De acordo com a grade curricular de disciplinas da Faculdade de Odontologia da USP, NENHUM aluno está habilitado a aplicar anestesias antes de cursar a disciplina de técnica anestésica, que é ministrada a partir do quinto semestre. Cabe esclarecer que a referida aluna está atualmente cursando o terceiro semestre, portanto, não habilitada a realizar este procedimento e nem qualificada a manifestar-se publicamente a respeito de atividades invasivas e de atendimentos odontológicos.
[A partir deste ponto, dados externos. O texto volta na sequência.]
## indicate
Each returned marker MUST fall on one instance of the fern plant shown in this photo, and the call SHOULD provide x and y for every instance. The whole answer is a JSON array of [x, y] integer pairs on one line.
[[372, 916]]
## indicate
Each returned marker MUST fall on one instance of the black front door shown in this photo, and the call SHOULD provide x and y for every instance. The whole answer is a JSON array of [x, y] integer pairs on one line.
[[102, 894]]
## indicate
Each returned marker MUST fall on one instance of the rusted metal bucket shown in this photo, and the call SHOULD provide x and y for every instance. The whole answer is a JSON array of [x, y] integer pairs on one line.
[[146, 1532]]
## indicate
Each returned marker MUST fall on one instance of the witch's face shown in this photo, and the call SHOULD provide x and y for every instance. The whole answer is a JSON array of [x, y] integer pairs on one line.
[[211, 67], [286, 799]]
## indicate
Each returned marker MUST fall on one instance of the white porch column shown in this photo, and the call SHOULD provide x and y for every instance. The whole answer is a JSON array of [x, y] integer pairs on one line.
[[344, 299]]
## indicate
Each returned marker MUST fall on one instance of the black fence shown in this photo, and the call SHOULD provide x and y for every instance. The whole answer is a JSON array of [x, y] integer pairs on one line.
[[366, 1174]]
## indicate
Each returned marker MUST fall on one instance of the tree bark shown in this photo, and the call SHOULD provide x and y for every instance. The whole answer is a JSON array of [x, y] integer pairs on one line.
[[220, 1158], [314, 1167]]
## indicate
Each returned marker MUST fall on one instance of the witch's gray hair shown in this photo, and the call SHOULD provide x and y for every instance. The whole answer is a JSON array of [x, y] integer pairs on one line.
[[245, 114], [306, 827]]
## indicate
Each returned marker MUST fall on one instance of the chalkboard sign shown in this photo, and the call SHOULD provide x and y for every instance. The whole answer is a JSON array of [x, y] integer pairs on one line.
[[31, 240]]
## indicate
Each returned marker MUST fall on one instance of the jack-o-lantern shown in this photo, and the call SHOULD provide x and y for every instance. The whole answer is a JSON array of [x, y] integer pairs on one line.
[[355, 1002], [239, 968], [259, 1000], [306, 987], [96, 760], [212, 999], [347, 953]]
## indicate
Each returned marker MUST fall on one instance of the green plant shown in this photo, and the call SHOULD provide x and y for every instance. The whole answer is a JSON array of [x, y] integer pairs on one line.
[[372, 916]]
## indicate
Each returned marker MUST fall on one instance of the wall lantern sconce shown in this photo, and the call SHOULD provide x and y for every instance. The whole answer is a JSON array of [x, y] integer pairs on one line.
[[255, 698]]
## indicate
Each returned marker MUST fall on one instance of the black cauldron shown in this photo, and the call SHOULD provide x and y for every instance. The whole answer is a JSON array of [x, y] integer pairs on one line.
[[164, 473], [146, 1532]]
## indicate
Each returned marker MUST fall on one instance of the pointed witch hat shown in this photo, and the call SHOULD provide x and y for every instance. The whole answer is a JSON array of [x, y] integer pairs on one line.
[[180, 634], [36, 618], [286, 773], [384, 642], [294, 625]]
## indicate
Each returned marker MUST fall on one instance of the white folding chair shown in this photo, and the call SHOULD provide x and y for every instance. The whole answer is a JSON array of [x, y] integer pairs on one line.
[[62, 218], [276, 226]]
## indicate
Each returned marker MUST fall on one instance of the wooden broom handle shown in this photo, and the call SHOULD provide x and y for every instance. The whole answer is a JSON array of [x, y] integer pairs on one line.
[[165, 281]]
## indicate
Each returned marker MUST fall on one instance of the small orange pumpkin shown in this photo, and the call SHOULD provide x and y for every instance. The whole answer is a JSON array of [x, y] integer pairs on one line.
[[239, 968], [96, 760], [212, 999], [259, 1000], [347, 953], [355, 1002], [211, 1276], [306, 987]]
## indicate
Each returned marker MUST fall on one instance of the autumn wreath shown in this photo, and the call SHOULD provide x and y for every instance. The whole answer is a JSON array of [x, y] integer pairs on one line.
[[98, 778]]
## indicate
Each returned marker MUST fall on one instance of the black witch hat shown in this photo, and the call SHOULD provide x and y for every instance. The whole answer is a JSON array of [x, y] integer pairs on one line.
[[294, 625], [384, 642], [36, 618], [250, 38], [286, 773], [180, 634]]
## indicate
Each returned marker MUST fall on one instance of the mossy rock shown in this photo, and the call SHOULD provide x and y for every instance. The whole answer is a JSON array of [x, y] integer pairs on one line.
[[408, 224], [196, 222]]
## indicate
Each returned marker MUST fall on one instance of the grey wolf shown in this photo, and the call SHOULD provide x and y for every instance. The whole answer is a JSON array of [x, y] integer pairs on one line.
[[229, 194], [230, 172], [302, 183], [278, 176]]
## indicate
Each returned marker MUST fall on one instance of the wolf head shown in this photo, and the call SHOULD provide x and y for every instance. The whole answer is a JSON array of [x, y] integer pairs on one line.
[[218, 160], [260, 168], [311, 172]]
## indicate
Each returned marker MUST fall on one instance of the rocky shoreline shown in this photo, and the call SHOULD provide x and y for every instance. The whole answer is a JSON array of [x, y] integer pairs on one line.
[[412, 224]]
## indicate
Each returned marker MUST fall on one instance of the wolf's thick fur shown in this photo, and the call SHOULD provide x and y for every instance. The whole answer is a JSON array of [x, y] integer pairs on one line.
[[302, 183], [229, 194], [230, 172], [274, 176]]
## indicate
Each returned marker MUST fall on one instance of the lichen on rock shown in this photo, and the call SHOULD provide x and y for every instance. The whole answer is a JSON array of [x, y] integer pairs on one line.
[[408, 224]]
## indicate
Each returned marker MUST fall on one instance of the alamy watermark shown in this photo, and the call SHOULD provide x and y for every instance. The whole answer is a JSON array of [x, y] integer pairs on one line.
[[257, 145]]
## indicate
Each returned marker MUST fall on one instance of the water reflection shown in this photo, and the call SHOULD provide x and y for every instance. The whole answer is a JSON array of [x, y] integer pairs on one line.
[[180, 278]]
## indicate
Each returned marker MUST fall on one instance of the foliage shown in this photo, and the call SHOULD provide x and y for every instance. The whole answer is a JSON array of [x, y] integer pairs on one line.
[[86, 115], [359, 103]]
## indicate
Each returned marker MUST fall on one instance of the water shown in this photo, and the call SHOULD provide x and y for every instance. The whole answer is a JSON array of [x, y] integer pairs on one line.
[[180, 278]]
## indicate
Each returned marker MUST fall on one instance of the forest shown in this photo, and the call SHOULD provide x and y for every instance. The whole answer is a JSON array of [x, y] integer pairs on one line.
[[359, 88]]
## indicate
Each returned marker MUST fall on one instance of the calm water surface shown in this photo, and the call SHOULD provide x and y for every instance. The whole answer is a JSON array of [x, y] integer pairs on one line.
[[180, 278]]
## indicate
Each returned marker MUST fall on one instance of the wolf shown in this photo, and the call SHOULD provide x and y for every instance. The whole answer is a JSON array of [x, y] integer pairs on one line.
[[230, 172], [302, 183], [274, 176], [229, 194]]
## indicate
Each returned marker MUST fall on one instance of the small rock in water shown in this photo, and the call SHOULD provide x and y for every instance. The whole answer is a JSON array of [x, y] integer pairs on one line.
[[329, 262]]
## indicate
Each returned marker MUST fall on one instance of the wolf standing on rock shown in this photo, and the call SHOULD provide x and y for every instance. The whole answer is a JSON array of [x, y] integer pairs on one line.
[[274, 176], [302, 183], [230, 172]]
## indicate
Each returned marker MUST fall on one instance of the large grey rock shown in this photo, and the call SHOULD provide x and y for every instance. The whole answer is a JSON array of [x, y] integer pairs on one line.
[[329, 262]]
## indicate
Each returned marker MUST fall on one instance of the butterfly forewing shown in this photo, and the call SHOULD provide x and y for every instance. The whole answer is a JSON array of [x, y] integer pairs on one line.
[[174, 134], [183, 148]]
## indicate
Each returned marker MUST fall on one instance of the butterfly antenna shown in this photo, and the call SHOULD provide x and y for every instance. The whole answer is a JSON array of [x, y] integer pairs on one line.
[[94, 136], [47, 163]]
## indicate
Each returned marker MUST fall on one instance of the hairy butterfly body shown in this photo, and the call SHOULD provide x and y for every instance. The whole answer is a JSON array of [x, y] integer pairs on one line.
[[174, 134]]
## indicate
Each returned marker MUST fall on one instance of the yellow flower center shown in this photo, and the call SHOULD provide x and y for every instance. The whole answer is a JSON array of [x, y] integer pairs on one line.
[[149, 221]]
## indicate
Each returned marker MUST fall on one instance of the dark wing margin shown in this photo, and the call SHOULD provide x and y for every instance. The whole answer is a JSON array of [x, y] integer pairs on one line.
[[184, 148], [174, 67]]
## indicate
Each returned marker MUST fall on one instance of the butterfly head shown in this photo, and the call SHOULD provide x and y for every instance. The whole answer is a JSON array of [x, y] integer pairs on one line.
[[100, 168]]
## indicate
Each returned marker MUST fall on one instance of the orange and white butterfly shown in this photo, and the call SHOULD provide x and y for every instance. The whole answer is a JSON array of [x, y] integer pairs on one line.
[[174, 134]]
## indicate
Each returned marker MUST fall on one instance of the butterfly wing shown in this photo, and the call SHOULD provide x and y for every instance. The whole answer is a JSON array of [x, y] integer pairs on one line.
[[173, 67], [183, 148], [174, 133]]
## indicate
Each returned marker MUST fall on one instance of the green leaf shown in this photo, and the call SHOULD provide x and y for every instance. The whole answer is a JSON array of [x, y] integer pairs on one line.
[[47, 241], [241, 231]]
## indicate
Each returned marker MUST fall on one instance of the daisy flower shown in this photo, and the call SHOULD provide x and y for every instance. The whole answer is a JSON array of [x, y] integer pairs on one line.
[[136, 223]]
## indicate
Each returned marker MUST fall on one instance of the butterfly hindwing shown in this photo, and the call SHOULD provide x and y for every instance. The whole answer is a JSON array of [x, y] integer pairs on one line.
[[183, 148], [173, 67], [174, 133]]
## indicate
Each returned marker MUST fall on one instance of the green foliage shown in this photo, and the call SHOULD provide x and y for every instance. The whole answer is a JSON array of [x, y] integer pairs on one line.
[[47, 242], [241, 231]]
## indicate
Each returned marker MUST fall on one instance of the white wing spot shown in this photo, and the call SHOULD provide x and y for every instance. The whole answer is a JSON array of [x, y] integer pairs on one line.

Vale ressaltar que a disciplina de Odontopediatria da Faculdade de Odontologia da Universidade de São Paulo é composta por docentes com amplo conhecimento de psicologia em odontopediatria, inclusive com livros e capítulos publicados nacional e internacionalmente sobre esse assunto e todas as atividades clínicas são supervisionadas por docentes. Entre as diretrizes de atuação preconizadas pela disciplina está a de fazer com que a primeira experiência odontológica da criança seja positiva, de oferecer o primeiro atendimento desde o bebê, promovendo a saúde e prevenindo o aparecimento de doenças bucais.
Dessa forma, a disciplina de Odontopediatria da FOUSP não concorda com a postura de alunos não qualificados a se manifestarem em nome da profissão e repudia veementemente qualquer tipo de quebra de conduta ética que a odontologia prima por manter."